Shares in airline Virgin Australia Holdings Ltd (ASX: VAH) traded flat today at 49 cents after the company revealed some rocketing profit growth for the quarter ending 31 December 2015.
The group posted an underlying profit before tax of $73 million, which is up 32% on the prior corresponding period as the group's Tigerair Australia business in particular enjoyed improved performance and strong passenger growth.
Virgin did not reveal how much any reduction in its fuel bill due to the oil price falls may have helped operating margins, although given that total passenger revenue was marginally down on the prior corresponding period it appears cost savings played a significant part in the result.

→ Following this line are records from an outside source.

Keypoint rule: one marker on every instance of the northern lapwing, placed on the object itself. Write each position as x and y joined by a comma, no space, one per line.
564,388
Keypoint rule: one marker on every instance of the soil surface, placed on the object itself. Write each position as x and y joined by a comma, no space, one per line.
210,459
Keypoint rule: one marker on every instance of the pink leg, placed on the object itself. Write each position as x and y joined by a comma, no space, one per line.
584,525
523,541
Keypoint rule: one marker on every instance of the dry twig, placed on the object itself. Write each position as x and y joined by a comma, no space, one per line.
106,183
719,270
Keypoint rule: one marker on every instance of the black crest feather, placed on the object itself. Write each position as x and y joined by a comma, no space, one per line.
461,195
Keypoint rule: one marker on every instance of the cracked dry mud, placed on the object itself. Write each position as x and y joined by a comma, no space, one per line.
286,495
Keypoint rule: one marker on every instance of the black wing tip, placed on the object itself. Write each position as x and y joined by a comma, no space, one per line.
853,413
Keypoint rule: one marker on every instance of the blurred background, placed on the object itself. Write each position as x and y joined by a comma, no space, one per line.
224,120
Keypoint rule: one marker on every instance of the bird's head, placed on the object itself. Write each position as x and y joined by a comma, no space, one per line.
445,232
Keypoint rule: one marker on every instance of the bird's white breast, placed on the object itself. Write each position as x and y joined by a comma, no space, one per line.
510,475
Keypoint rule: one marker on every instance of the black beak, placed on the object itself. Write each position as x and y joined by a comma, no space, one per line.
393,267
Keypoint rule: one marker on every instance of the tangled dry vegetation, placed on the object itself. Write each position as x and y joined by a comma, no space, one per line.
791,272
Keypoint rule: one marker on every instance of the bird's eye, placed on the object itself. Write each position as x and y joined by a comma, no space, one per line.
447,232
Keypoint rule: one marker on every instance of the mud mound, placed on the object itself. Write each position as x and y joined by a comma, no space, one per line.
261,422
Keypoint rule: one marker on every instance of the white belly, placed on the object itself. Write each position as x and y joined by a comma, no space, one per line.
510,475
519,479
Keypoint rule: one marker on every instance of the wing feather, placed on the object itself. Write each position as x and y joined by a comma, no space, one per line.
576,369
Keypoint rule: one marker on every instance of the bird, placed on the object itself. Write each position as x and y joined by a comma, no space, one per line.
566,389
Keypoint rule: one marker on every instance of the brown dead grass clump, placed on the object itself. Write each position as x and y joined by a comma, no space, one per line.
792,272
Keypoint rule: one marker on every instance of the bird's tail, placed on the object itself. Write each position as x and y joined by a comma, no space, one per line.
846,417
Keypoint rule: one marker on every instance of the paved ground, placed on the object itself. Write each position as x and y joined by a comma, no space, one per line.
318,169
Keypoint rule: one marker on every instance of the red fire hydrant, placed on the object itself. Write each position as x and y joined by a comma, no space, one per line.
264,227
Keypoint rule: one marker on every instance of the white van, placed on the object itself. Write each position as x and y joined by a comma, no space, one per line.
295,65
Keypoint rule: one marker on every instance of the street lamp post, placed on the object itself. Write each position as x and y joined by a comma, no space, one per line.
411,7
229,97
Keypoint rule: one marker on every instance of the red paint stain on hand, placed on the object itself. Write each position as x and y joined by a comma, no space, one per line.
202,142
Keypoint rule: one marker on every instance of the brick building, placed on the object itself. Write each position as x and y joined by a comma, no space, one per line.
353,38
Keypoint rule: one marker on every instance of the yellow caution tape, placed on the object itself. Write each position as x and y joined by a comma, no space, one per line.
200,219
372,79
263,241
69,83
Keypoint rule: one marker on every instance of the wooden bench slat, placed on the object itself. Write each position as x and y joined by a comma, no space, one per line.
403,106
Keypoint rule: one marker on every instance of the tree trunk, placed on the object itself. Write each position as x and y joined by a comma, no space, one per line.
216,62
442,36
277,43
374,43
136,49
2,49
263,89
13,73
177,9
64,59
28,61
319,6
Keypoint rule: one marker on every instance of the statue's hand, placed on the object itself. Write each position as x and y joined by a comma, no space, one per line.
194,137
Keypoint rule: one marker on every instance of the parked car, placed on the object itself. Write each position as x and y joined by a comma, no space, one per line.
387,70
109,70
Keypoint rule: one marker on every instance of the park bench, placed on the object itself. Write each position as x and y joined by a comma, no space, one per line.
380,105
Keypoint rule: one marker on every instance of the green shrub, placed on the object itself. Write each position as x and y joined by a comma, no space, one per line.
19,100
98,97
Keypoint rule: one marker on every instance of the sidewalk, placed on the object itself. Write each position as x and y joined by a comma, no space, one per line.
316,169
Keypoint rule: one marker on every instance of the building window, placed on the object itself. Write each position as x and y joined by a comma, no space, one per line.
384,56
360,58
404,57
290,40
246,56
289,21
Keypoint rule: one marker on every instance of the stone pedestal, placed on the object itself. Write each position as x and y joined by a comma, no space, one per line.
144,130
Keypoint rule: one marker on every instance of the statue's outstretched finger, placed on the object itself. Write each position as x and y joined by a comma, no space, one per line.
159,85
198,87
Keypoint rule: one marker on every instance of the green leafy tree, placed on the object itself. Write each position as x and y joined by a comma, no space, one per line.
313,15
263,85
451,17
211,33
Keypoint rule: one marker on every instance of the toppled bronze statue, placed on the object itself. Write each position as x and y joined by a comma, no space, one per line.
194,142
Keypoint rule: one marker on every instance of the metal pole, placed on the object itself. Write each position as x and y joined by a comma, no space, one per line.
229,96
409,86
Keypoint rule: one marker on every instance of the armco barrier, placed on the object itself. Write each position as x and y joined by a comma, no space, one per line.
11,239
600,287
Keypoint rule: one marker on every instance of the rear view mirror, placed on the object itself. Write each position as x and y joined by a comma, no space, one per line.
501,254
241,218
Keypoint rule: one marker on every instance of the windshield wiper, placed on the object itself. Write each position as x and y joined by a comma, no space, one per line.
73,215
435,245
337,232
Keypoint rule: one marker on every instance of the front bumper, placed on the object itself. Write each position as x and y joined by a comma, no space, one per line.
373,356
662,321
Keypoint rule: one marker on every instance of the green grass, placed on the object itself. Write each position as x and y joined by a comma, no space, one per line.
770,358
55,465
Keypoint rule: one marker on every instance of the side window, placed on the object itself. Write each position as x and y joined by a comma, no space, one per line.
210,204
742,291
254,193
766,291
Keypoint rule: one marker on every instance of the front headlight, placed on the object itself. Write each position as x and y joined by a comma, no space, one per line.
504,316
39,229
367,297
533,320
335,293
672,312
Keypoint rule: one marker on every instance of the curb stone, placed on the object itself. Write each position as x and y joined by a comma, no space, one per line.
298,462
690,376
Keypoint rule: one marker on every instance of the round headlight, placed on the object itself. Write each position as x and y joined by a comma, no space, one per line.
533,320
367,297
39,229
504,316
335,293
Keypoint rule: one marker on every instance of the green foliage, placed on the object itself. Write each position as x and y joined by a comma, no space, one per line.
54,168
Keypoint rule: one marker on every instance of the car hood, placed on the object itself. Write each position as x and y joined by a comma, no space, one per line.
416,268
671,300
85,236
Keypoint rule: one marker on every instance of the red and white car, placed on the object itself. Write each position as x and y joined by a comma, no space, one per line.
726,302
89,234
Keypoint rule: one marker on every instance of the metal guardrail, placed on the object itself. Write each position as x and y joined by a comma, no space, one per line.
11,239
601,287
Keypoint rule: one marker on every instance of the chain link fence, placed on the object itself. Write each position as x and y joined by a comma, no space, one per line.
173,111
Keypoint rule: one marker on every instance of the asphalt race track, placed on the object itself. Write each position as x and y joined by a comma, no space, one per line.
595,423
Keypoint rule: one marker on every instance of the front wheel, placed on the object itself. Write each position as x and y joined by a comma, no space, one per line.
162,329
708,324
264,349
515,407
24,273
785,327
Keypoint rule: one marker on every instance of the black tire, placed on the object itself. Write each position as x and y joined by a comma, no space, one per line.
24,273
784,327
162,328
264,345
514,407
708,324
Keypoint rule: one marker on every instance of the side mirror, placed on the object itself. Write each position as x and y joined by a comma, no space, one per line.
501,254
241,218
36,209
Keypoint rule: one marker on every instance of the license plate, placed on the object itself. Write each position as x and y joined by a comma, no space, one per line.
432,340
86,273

Virgin shares are up 11% over the past year, while rival Qantas Airways Limited (ASX: QAN) has soared 51% over the same period as it also enjoys the benefits of huge operational cost savings.
Both airlines have previously been engaged in price wars in the competitive domestic market, while Virgin also has international alliances with Air New Zealand (AIR N.Z. FPO NZ (ASX: AIZ)) and Abu Dhabi-based Etihad Airways.
This as the airline industry continues to consolidate as a result of its fiercely competitive nature, which alongside the large fixed costs and leverage to the volatile oil price mean the sector does not generally offer good investing returns.
For example Virgin Australia shares are up just 18% over the past five years, despite the backing of several big-hitting investors including Air New Zealand and Singapore Airlines. Given that the oil price looks more likely to trend higher than lower over the medium term then Virgin shares may be best avoided for now alongside the other airlines listed on the ASX.